The public has never before seen reports, memos, and diplomatic cables from the CIA, FBI, State Department, and other agencies. They represent a small portion of federal paperwork that was linked to the assassination of the 35th US president.
The Warren Commission found that Lee Harvey Oswald, a former Marine who had defected to the Soviet Union, was the sole assassin of Kennedy.
Around 10% of the long-classified files were still not released in October because of the impact of the covid-19 Pandemic.
The National Archives said that there are some 14,000 files left.
Each of the remaining files was flagged as potentially containing information that could harm the U.S. national security or diplomatic relations.
The agencies who are custodians of the records have one year to finish a security review of those that are still being held. Some may not be published at all, and will be identified on a public index as the reasons they have been kept out of their entirety.

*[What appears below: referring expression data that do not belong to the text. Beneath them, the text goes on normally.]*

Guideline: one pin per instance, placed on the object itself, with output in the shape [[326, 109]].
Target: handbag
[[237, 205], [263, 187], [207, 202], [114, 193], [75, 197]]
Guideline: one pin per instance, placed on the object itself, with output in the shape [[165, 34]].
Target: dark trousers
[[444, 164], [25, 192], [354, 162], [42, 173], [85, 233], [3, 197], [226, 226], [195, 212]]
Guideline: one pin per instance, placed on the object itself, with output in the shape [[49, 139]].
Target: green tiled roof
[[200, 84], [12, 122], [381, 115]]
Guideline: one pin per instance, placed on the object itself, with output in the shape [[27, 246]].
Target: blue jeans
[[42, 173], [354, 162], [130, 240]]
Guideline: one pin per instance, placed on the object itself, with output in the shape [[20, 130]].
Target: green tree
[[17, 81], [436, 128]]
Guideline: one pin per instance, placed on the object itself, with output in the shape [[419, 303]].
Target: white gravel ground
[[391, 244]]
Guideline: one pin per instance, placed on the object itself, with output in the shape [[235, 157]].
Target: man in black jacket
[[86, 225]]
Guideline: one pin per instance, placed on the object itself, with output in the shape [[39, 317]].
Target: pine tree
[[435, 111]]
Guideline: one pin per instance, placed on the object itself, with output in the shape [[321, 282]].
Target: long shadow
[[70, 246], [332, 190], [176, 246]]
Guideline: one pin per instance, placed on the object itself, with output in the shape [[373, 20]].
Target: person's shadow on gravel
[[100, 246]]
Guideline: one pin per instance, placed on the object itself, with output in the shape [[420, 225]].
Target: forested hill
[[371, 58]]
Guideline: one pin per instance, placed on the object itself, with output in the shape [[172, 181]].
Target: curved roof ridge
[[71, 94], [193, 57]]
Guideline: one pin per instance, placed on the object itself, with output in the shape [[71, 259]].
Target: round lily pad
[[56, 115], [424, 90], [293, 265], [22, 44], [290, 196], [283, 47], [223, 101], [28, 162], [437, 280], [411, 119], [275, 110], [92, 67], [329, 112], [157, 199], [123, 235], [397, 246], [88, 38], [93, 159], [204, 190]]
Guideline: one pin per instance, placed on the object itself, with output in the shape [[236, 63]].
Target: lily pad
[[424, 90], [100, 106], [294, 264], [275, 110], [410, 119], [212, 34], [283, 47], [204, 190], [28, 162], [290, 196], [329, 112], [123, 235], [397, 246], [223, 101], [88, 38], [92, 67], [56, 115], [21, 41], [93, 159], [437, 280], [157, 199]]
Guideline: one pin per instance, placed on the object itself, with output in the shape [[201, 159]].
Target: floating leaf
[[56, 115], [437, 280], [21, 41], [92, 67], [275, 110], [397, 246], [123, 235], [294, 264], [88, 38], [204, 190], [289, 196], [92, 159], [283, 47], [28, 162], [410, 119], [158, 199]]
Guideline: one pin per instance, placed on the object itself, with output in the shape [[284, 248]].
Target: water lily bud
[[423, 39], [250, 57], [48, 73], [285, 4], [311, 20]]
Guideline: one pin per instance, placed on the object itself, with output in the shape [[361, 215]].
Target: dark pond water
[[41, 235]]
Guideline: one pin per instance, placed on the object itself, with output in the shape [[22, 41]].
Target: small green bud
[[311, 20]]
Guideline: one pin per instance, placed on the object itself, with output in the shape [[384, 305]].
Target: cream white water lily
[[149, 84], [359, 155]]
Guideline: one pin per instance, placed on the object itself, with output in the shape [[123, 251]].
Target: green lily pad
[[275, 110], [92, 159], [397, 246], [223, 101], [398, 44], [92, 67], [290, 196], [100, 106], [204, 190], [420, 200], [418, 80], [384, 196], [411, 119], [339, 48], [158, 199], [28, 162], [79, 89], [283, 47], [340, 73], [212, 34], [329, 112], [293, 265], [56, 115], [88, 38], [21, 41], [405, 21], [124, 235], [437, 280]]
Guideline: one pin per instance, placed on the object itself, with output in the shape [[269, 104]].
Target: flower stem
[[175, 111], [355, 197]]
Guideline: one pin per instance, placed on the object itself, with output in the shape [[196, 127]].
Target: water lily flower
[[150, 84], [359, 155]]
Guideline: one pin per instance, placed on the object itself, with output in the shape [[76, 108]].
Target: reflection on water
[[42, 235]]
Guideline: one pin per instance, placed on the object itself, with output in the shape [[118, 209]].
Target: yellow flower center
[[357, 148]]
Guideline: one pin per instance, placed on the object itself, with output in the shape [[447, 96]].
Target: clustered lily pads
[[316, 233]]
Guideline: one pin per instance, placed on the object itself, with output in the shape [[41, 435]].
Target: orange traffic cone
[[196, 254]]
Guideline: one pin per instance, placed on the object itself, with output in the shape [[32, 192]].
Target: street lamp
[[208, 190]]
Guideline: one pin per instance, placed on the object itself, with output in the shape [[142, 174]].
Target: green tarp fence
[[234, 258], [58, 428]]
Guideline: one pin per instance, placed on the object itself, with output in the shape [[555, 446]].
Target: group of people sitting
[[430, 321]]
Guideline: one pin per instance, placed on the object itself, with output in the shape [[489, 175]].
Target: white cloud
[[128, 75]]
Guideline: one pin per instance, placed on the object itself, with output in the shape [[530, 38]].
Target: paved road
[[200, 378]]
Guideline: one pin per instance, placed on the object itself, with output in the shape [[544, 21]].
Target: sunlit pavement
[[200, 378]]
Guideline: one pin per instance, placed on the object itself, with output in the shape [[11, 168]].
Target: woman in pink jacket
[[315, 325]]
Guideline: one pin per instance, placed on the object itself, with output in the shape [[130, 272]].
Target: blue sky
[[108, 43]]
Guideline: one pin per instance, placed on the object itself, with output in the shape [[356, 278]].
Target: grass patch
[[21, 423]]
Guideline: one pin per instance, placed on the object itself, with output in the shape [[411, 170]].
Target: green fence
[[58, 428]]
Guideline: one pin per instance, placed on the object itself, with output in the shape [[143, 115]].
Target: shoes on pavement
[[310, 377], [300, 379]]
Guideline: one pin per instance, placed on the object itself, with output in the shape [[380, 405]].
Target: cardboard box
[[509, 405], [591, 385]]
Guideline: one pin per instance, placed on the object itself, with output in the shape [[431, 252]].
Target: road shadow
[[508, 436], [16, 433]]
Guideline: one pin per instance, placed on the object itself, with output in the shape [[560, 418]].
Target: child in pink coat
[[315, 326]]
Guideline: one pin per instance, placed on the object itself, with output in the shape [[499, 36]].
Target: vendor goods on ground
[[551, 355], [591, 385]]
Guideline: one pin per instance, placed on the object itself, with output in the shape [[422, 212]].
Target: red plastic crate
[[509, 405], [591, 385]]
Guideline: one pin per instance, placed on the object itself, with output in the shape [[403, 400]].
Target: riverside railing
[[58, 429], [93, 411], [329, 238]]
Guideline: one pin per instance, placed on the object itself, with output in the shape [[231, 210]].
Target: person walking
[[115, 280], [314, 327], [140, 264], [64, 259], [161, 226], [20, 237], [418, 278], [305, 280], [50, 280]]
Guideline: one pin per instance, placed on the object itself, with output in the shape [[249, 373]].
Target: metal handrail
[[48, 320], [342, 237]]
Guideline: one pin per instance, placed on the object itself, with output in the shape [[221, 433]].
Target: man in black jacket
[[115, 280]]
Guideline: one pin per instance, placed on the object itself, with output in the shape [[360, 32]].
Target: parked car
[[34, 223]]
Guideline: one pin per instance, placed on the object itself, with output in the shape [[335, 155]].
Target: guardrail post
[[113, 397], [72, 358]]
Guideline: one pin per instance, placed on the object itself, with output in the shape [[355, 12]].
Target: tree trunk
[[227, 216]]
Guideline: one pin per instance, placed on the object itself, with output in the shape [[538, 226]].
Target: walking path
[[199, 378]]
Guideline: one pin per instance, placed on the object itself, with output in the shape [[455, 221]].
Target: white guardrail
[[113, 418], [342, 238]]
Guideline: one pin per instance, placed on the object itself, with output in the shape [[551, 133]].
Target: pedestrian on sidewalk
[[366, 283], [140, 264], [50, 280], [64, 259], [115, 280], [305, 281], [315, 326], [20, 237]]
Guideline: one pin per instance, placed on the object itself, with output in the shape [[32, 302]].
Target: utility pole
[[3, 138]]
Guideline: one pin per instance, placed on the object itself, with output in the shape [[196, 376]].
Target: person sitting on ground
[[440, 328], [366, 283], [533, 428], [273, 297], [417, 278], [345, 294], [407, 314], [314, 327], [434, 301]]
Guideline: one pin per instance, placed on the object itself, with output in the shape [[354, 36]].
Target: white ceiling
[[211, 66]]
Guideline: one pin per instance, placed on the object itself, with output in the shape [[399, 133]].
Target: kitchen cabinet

According to a memo signed by the president, JFK documents are kept secret to protect against an identifiable harm to the military defense, intelligence operations, law enforcement, or the conduct of foreign relations that is of such gravity that it outweighs the public interest in disclosure.
The JFK papers have been out for many decades and have undermined the stated purpose of the endeavor which was launched by Congress nearly three decades ago.
A majority of the country still believes that there were multiple conspirators, if not the only one, and that Oswald was the one who killed Kennedy.